LEARN MORE: Insights into sensory hair cell regeneration from the zebrafish lateral line

LEARN MORE: Helping Hair Cells @ Velo

Our volunteers at Sidwell included Andrea Anaya, Alex Kunz, Jesse Hamlin, Alison Mack, Rebecca Hough, Sulema Rodriguez, Kayla Townsley, Aliese Poole, Thomas Madison, Jobe Ritchie, Gaile Parker and Heather Hamilton from Portland State University, Reena Clements and Jessica Patching-Bunch from OHSU, and Noggin Resource Council members Joey Seuferling, Christina Williams and Angela Hendrix…

“It always seems impossible until it’s done” -Nelson Mandela

We were struck by the Nelson Mandela quote at Sidwell’s entrance; the same quote we’d chosen to begin our earlier Noggin post about the tremendous and successful organizing efforts our students pursued to actually make it to DC!

LEARN MORE: NW Noggins Bring #brains2DC!

LEARN MORE: Noggin Fest 2017!

We introduced ourselves and discussed our work in labs, classrooms and community. We took insightful questions, too, about hair cells, sports pain, vision, consciousness, memory, sleep  –  and our evolving understanding of the role of glial cells in the brain..!

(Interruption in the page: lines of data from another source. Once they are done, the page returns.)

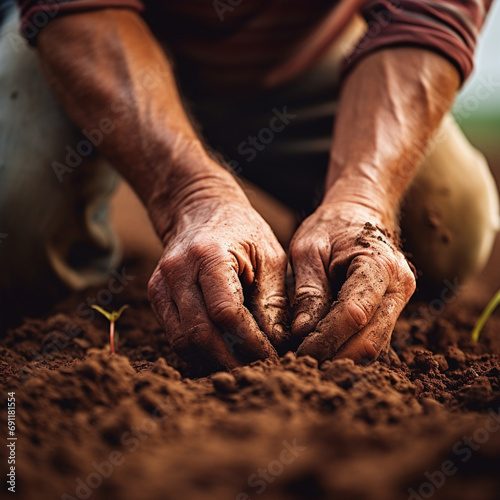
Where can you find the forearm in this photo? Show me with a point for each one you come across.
(107, 65)
(390, 105)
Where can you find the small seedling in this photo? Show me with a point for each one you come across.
(488, 311)
(112, 317)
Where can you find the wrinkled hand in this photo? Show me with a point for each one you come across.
(219, 257)
(344, 247)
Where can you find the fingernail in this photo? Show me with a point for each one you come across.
(302, 319)
(278, 331)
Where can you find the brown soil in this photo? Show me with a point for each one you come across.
(423, 423)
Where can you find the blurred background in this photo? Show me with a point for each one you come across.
(477, 110)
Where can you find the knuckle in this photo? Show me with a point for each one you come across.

Neuroglia from the hippocampal formation (stratum radiatum of the Ammon horn) of a human brain. Drawing by Ramon y Cajal, from Garcia-Segura, 2002.

Glia (“glue” in Latin) were identified by Ramon y Cajal and his contemporaries, though many considered them mere support cells for neurons. However, subsequent work has revealed extensive neuron/glia interactions, and critical glial contributions to synaptic modification, blood flow, immune response and information processing…

Glia were also significantly over-counted  –  and once thought to outnumber neurons 10/1 in the human brain. Many respected neuroscience textbooks incorrectly reported this exaggerated 10/1 ratio for years. There are, in fact, varying ratios in different regions of the brain, but overall an almost equivalent number of each type of cell…

LEARN MORE: The Other Brain (from the NIH Catalyst)

LEARN MORE: The search for true numbers of neurons and glial cells in the human brain

LEARN MORE: Glial Biology in Learning and Cognition

We are indebted to Dr. Paul Aravich from Eastern Virginia Medical School for loaning us part of his extensive collection of human brains, which BRAIN Club members held and examined with great enthusiasm…

We also crafted new pipe cleaner neurons  –  along with some pipe cleaner glia!

The Sidwell Upper School Principal, Mamadou Gueye, and the Dean of Students, Michael Woods, then joined us to ask more questions about the effects of handedness on cognition, and documented brain benefits of multilingualism. Sulema Rodriguez, an NIH BUILD EXITO scholar from PSU, filled in Principal Gueye on the relevant research she’d presented during a recent Noggin training for the Latino Network in Portland…

LEARN MORE: Understanding Left-Handedness

LEARN MORE: Latino Network Learning & Lobes


Many thanks to Melanie Fields  –  Sidwell teacher, BRAIN Club advisor, and expert rock climber  –  for welcoming us into her classroom during our week in Washington DC!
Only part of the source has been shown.